Her knees went weak, and her stomach swam. If Warrick’s connection to the Trust was revealed in a room filled with courtiers, with officers of the court, he would be hanged—worse than hanged, surely, though she could not think of precisely what that fate might entail.

“Nim.” Wes’s words were close, a bit unsteady and terror-stricken, like she was. Only the others did not know what was happening, the truth of how horrible it was. She pressed her hand tightly to her stomach and forced herself to focus on her surroundings. Somehow, she’d moved to the door and pressed one hand hard against it. She had to go to Warrick and to the source of the draw.

“It has to be done,” Margery said a second before a cold basinful of water was tossed at Nim’s face.

She gasped, eyes wide.

Margery set the basin down and gave her a measuring stare. Maris stood beside her, hand on the hilt of a sword in a sheath strapped around her waist. Nim was not alone. She had people willing to fight for her and with her to stand against the Trust. They would keep her from doing the bidding of the magic’s call.

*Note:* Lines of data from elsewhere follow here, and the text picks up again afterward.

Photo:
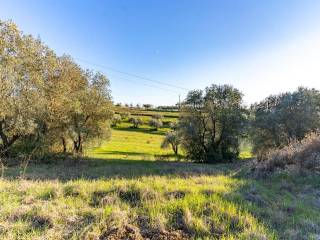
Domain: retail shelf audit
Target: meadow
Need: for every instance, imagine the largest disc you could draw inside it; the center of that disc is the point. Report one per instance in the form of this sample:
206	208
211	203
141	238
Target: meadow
122	189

Nim straightened her shoulders then gave a sharp nod to the lot of them. And then a concussion from a blast of power exploded through the room—or through Nim, because apparently no one else seemed to notice. She was knocked into Wesley, who caught and steadied her before she shoved off him and wrenched open the door.

She had to find Warrick.

She rushed into the corridor only to meet a wall of the king’s men standing guard. But Maris was at her back, and with a quick gesture, the petite lady’s maid who was no simple maid at all ordered the guards aside. Nim’s slippered feet moved swiftly over the stone floor. Maris and Wesley were on either side of her as the others followed. When they turned the last corner to the gathering hall, the corridor was filled with men, king’s guard, courtiers, and officers of the court.

All turned to stare at her. Nim fell to a stop just as Maris slipped an arm through hers to conceal her longsword between their skirts. Suddenly and painfully aware there was no commotion among the lot of them, that no one had felt the concussion but her and that she’d just run into the corridor after being well and truly doused with a basinful of water, Nim drew a sharp breath and ran a hand over her bodice. Fates save her, but she could not comport herself even when her life actually relied on it.

The crowd shifted, half the group turning from their gawking of her as they made way for a small group exiting the gathering hall. Warrick. He was safe. Shoulders square and coronet in place, he strode through the crowd and into her view as if nothing were amiss. Then he seemed to notice that those around him had been ruffled, and his gaze rose to find the source.

An intimation of his surprise shot through her, followed by mingled relief and concern. All of this happened as Nim stood damp and panting, bookended by a sword-wielding lady’s maid, the seneschal’s messenger, and a pack of guards at their back—a tableau of peculiarity if not impropriety.

Warrick seemed to take in the potential for it to become a predicament just as Margery joined the group—she’d always been oddly poor at running—and he approached with a louder than strictly necessary “Ah, Wesley, thank you for fetching our new constable with such haste.” His eyes flicked to Nim’s. “Lady Weston, if you please.”